What do most people do when they feel sad?

They typically try and distract from it.

They eat, they drink, they watch TV, they talk to someone. Some reach for drugs, porn or another “coping skill” of choice. What they typically don’t do is sit with it, feel it and let it pass. It makes sense why this is, sadness hurts. It also brings up fear, doubt, shame and insecurity. It makes us feel bad, and we don’t like to feel bad. The problem is that distracting or masking from sadness doesn’t make it go away. When your drug of choice wears off or you’re back alone with your own thoughts, it will be back.

Eventually, it will always come back.

The more we fight with it and try to bury it, the stronger it gets.
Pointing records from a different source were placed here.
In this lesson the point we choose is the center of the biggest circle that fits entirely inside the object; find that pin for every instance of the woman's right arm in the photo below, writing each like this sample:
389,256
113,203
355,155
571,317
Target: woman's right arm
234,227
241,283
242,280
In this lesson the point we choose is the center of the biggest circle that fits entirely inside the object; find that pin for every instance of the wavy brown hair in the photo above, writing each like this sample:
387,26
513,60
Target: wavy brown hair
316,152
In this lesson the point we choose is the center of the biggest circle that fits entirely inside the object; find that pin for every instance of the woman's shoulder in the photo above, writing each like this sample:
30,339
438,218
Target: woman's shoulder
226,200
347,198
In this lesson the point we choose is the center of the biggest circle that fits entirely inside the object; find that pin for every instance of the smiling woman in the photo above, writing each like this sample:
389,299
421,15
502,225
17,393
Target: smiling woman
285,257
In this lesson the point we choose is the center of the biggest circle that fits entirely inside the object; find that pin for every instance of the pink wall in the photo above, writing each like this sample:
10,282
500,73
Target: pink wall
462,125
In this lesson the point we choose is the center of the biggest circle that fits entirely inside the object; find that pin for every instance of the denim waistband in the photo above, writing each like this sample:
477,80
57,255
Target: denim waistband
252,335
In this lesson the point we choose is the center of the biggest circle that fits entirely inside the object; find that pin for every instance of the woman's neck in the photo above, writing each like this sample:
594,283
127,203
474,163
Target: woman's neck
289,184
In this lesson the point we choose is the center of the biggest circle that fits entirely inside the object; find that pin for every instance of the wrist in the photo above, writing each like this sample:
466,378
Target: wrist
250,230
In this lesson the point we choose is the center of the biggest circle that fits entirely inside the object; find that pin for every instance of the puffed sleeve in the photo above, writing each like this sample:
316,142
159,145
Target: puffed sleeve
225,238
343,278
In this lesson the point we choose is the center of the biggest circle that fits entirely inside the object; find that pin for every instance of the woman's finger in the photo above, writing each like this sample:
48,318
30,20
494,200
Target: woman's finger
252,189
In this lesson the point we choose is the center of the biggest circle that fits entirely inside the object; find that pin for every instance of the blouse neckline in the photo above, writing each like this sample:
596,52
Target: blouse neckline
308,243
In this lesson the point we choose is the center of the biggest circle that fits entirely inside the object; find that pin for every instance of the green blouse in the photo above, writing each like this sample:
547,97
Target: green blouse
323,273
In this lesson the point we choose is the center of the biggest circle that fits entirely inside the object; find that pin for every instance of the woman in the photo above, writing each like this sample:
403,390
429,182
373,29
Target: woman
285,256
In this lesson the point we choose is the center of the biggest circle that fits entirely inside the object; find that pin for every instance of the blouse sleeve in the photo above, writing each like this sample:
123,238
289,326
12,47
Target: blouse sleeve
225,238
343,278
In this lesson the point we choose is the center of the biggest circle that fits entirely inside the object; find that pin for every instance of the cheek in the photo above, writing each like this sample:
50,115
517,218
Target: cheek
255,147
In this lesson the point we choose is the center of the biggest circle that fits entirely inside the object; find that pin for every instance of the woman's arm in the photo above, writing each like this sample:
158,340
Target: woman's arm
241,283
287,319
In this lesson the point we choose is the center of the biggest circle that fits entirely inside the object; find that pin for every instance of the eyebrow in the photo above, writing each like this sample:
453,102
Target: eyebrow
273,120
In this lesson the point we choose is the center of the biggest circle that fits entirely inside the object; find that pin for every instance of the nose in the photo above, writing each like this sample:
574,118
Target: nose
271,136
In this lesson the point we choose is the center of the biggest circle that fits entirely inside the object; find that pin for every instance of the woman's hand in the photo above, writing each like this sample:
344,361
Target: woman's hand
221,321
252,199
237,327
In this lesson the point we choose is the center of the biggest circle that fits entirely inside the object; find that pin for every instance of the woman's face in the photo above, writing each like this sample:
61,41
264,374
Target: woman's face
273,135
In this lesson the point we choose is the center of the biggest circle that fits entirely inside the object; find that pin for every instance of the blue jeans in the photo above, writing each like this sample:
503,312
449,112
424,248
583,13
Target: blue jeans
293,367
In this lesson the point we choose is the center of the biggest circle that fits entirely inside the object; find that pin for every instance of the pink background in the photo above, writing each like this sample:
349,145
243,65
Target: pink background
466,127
Our resistance often gives it strength.

We are actually adding kindling to the fire instead of putting it out.

So how do we actually put out the fire? To put it simply, we surrender to it. We accept it. We accept ourselves. This doesn’t get rid of it right away, but it removes the fight from it. It removes the kindling. Sadness is a part of life and it will come and go. For some, it will come more often and stay longer, but it usually will ebb and flow in and out of our lives.

You can learn to sit with sadness, accept it and then walk away from it. It will not be easy, and it will still come back to visit, but you learn to not make it bigger than it needs to be every time it comes.